Ray N1CYX installing the brand new Super Station Master antenna at the top of the 120 ft. monopole tower.

146.76 Coverage Map

The map shows the different signal intensities for talk out. The gray area is signals between -89 and -119 dBm. 
In the real world, the violet is pretty much the limit for reliable mobile coverage, but the repeater can be worked
from high spots throughout the gray area also.

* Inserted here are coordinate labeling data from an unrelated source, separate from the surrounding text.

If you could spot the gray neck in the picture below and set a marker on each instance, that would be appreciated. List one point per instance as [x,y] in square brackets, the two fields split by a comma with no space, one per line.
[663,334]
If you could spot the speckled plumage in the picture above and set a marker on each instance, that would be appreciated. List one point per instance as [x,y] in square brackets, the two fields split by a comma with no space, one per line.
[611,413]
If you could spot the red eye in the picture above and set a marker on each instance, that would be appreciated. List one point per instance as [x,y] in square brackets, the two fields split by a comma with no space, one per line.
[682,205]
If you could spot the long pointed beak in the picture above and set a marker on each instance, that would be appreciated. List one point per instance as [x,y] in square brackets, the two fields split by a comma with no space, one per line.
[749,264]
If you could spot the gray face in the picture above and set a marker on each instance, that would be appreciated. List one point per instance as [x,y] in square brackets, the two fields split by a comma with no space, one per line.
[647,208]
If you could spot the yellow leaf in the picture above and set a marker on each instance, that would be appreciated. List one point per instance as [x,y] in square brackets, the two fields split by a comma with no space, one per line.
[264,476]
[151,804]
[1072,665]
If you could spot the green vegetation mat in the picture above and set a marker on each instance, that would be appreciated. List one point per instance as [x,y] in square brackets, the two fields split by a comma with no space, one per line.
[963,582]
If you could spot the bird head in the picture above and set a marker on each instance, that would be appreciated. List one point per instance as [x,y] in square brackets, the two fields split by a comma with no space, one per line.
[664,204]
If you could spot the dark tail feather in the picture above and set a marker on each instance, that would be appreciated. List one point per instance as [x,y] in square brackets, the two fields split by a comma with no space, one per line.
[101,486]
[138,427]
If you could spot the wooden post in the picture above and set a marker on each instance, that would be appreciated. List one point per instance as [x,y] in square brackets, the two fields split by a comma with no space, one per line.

  This is the Motorola Mitrek transceiver which was modified for full duplex operation.  The top corner is the transmit exciter section.  The 100 watt power amplifier is on the left side (note the Heavy Duty heat sink).  The receive signal comes in through the antenna jack on the bottom of the photo, and passes through the 5-pole helical front-end filter (center) before entering the receiver section (lower right).  All external connections, (controller, DC power, volume/squelch controls, service mic/speaker) are made through the large connector on the upper right of the photo.

  This shows the inside front view of the repeater.  The Mitrek transceiver is at the top.  The cover is cut out over the P.A. to allow for a fan on the cabinet door to blow cool air onto the P.A. components. Below the Mitrek is the ARR GaAsFET receiver pre-amp.  At the bottom left is an AC line conditioner. The Zetron repeater controller sits on top of the Astron power supply in the lower right.
  This shows the inside back view of the repeater.  The rack panel holding the Mitrek transceiver is cut out behind the P.A. heat sink to expose it to another cooling fan.  Below the fan is the transmit isolator (used to prevent transmitter inter-modulation).  The rear of the power supply and repeater controller are shown on the bottom of the photo.

  This is the repeaters duplexer.  This allows the repeater to transmit on the 146.76 frequency while receiving on 146.16 simultaneously using one antenna.  Each 'can' is a very high-Q resonant filter.  The left side passes 146.16 receive signal while rejecting the transmitted 146.76 signal, while attenuating spurious energy on the 146.16 receive frequency.  The antenna connects to the duplexer at the center T-connector.

  Forced air cooling is important on the transmitter's amplifier as well as the power supply.  This photo shows two 3-inch fans mounted in the cabinet doors and positioned to keep the power supply cool when the door is closed.  Another 4-inch fan is mounted on the front cabinet door and it keeps the power amplifier cool from the component side.